Ontario’s Free Tuition: Debunked

colour Issues - Free Tuition Wikimedia.jpg

We are living in a golden age of education. As of this September, the poorest youth in Ontario finally have access to post-secondary education thanks to a revamped OSAP that now includes ‘free’ tuition. At least, that’s what the provincial government would have you believe. As a matter of fact, the so-called “free tuition” is anything but. The revamped OSAP program has many flaws seldom mentioned by the government.

One of the largest flaws of the new program is the lack of clarity surrounding the claim of free tuition. One could be forgiven for assuming that this means that the full cost of university would be covered. However, this is not the case. For example, the tuition and fees for a domestic student at Glendon taking a full course load are equal to $7,523 per year. The problem is, the government’s free tuition grant is only worth $6,500 per year because it doesn’t reflect the actual cost of tuition, but is instead indexed to the average cost of tuition. This means that students will still be on the hook for $1,023, and that’s before they even have time to consider things like textbooks, residence, and the cost of getting to and from school. The students who are hardest hit by this are those who are in more expensive programs, such as engineering or law, as they will be forced to seek financial aid elsewhere to bridge the funding gap.
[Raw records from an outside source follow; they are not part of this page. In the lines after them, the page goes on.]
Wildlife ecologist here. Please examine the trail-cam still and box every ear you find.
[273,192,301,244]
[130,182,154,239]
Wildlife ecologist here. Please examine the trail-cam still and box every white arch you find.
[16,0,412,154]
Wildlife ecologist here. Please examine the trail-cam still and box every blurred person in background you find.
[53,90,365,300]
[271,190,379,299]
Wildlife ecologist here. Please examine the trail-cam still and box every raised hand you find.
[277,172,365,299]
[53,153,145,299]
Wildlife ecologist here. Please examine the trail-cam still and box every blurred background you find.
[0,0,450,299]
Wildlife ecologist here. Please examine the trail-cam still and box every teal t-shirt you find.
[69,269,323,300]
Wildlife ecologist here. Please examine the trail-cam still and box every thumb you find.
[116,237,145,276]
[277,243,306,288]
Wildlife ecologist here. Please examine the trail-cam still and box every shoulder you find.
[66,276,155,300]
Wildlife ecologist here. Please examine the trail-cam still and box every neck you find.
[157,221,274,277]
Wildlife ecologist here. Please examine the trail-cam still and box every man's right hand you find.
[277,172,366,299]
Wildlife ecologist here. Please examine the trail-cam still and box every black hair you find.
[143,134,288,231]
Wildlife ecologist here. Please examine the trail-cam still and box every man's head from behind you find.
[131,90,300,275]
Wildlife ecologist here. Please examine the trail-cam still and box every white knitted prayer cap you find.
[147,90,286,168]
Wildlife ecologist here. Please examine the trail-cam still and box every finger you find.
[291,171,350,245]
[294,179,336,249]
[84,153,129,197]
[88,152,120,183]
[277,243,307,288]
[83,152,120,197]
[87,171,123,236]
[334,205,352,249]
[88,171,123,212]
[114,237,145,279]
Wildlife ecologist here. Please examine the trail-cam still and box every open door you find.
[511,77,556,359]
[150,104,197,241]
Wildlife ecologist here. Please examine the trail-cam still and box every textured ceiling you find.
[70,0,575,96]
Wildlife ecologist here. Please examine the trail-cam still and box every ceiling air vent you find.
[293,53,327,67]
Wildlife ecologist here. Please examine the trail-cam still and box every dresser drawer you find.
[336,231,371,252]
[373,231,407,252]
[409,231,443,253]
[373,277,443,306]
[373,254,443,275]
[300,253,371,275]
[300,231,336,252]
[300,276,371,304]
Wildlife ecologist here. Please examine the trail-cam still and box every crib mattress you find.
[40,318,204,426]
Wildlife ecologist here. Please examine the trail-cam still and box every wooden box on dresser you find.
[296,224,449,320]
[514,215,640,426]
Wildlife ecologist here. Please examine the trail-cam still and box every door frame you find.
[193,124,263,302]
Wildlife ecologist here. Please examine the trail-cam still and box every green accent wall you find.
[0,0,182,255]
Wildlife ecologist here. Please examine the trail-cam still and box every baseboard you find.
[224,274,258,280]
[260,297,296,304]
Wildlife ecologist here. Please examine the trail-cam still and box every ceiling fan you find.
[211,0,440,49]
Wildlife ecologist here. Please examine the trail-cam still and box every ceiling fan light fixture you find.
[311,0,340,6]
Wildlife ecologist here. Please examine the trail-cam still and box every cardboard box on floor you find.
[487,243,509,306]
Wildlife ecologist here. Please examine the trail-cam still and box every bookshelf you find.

The second major flaw with this program is coverage. The most recent government statistics show that over 200,000 students will be eligible for the free tuition program and that over 170,000 students would be receiving more funding than they would have in previous years. However, this is only a fraction of the 822,465 students currently enrolled in Ontario’s 44 public universities and colleges, according to Statistics Canada. This means that almost 55% of Ontarian post-secondary students will still face the same outrageous tuition fees of previous years. Part of the reason why the percentage is so high is because the government is only providing free tuition to students whose parents earn under $50,000. This means that even middle-class families aren’t eligible for this grant as the program doesn’t take debt loads into account. OSAP also takes your own income into account, meaning that a student who decides to be financially-independent and work a summer job will actually see less funding as a result.

The third major flaw is the fact that the government removed other grants in order to pay for this so-called free tuition making it harder for many students to pay for their education. In previous years, students were able to claim the cost of tuition, textbooks and other educational expenses as a tax credit. Also, a grant given to Francophones and students from rural areas who had to travel further than 80 kilometres from their homes in order to pursue education in French has now vanished. This grant has now been amalgamated into the free tuition program. The problem with the free tuition grant is the following: instead of providing students with new and expanded financial aid, the government has instead redistributed existing funding into a single large grant. In essence, the government has merely shifted funding around in order to make it seem as if they are making a commitment to improving access to post-secondary education.

It’s patently obvious that the provincial government has failed Ontario’s students and is attempting to manipulate us. Instead of offering real change and providing financial freedom we so desperately need in order to thrive after our university careers, we are given useless platitudes, further shackling us to insurmountable debt loads. It’s undeniable that the revamped OSAP will help reduce the financial burden faced by many students. However, implementing a nomenclature alluding to free tuition is a dishonest and shameful practice. For me, free tuition would involve a universal program covering all students regardless of their income, to provide us with the necessary support to achieve success. As students, we have the ability to demand lower cost education, and to force those in power to acknowledge that we will not stand for unreasonable tuition increases.